Los que nos dedicamos a escribir propendemos a tirar de la memoria que tiene como hilo de cometa la niñez. Aquellas naricillas que se estampaban en las lunas del escaparate y el vaho eran nubes de tul ilusión. Se exhibían Mariquitas Pérez, qué preciosa es, junto a balones de reglamento y coches niquelados de cuerda. Pero no se veían Papás Noel, debían estar por Laponia y los trineos serían muy lentos hasta que los americanos, que están en todo, nos los traerían por la chimenea con su tripuda panza y su saco atiborrado de regalos que ya habían repartido a los niños de Nueva York. Pero me quedo con los Reyes Magos que siempre estaban -por qué sería- a la entrada de los grandes almacenes con dos pajes, uno a cada lado, recogiendo a diestra y siniestra las cartas de nuestros embelesos.

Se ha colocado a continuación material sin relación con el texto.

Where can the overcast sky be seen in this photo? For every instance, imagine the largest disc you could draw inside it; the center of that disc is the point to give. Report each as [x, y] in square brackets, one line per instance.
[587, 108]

Mi padre solía decirnos que las misivas debían ir en sobres grandes porque así se fijaban más sus altezas y no fallaban a la hora de la entrega. Milagrosa. Recorrer en una noche los hogares de millones de niños, de ahí que nuestros progenitores nos aconsejaran un puñado de cebada en el alféizar para los caballos. Con el tiempo, el runruneo del colegio, oh, putada, fue sembrando la duda. La noche de reyes extendí una cuerda de bramante en el bajo de la puerta del comedor donde generalmente ponían los juguetes. ¿Serían los padres? De pronto se oiría un gran estruendo de cajas y a la mañana siguiente los regalos brillaban por su ausencia. Mi hermana y yo tragamos saliva y nos cogimos de la mano resignados ante la cruel fatalidad. Así se descubrió el gran misterio de la infancia que me parece una revelación perversa.
El rechazo ingenuo, infantil, juvenil, casi en bombachos, ante el descubrimiento, me resulta fértil para otras generaciones a las que la mente destruye por los avances informáticos. Manténgase, pues, la ilusión, la añoranza, y que la Navidad, esa hoja de calendario que se despega con nostalgia, siga sosteniéndonos con los adobes del recuerdo, ese material indestructible hasta para la historia.
El mundo no siempre se ensaña con la desgracia, como quería Dickens, sino que en ocasiones hasta la compadece y ensaya a compartirla. Por ejemplo, las cárceles y los encarcelados, los enfermos y los enfermeros, los insanos y sus sanadores, los corruptos y los limpios de corazón. Amen.